MEAL PREP AND WORKOUTS FOR THE WEEK.
Heyyyy! This 5 am meal prep is brought to you by me. I was exhausted last night, so I went to sleep early and woke up 2 hours prior to my alarm clock to prep our meals for the week.
For breakfast, I made a fruit and veggie juice with pineapple, cucumber, baby kale and spinach, and blueberries. I will alternate juices and oatmeal this week, each made fresh the evening before. I will be playing with different variations of overnight oats this week.
For his breakfast, smoothie bags are prepped, and he also has oatmeal.
For our meals, I decided to make honey siracha salmon, the recipe for the sauce can be found here . I accompanied it with roasted red pepper quinoa and roasted asparagus.
I also made stuffed chicken meatballs, after they finished baking I let them simmer in a tomato sauce that had plenty of fresh veggies and spinach cooked in. These turned out really tasty, let me know if you would like the recipe!
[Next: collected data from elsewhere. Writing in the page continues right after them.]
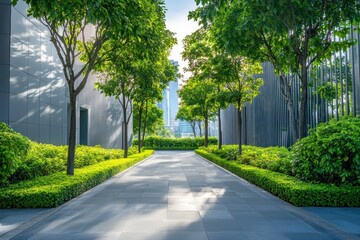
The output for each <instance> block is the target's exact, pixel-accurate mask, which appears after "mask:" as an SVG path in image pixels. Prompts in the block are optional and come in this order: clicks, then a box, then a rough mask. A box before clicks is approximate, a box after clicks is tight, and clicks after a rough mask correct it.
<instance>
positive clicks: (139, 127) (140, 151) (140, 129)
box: [138, 104, 143, 152]
mask: <svg viewBox="0 0 360 240" xmlns="http://www.w3.org/2000/svg"><path fill="white" fill-rule="evenodd" d="M142 106H143V104H141V105H140V108H139V121H138V152H141V118H142Z"/></svg>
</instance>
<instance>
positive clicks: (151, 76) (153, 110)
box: [134, 49, 178, 152]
For snacks, I will be having fresh fruit and Greek yogurt. He is having fresh fruit as well, and whatever else he chooses to have (I hope they are healthy choices! Haha) a gallon of water will be consumed throughout the day.
WORKOUTS:
If you have been following me for a little while, then you are already aware that I’m not cleared to workout, and won’t be for at least another month. I can’t lie, it’s pretty frustrating, but being the eternal optimist that I am, I know that it could always be worse. I’m going to continue to be patient!
Make it a great week! Make good decisions!